In Sixth Year, Project GENIE Diversifying, Integrating Local Ancestry and Enhancing Clinical Data


NEW ORLEANS – The American Association for Cancer Research's Project GENIE will issue a call for new institutions to join the open-access clinical-genomic registry with the goal of increasing data from underserved, diverse communities.

At AACR's annual meeting, Philippe Bedard, a medical oncologist at the Princess Margaret Cancer Center in Toronto and a member of the steering committee for GENIE, said that the association wants to improve the proportion of minority patients and patients from rural populations represented in GENIE data. Institutions in the US and outside of the US can apply. AACR will begin accepting applications from May 1 to June 15 and announce new members in the winter of this year.

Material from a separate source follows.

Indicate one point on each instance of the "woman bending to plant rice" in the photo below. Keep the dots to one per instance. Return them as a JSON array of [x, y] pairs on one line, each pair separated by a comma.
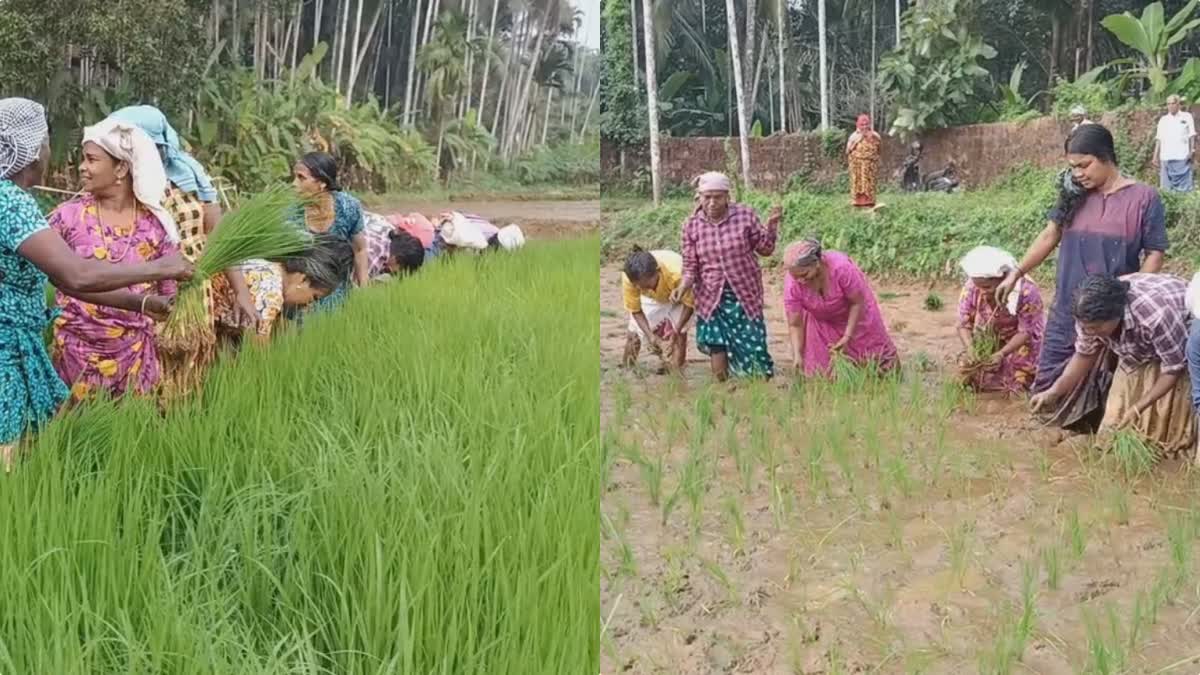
[[720, 242], [1103, 223], [33, 254], [832, 309], [1143, 318], [647, 282], [120, 220], [294, 284], [191, 199], [1001, 340], [331, 210]]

AACR launched Project GENIE, an international, open-source real-world data-sharing effort, in 2015. Over six years, the effort has grown from eight to 18 institutional cancer centers in North America and Europe that every six months contribute somatic DNA data from patients who have had their tumors evaluated using next-generation sequencing panels. They also share structured phenotype data including information about a sequenced patient's tumor type, histology, demographics, and basic vital and survival status.

The registry contains data on around 136,000 sequenced tumors from 121,000 patients with 110 major cancer types. Data on sequenced patients are made publicly available a year after testing was performed. In addition to the 18 institutional partners, Sage Bionetworks and cBioPortal are technology strategic partners.

So far, there have been 11 data releases, and the genomic and clinical data have generated nine publications. More than 10,000 users have registered to use the data for their own research. Bedard highlighted among a list of GENIE's accomplishments that Amgen used data from GENIE to support its regulatory filing for Lumakras (sotorasib) in advanced KRAS G12C-mutated non-small cell lung cancer.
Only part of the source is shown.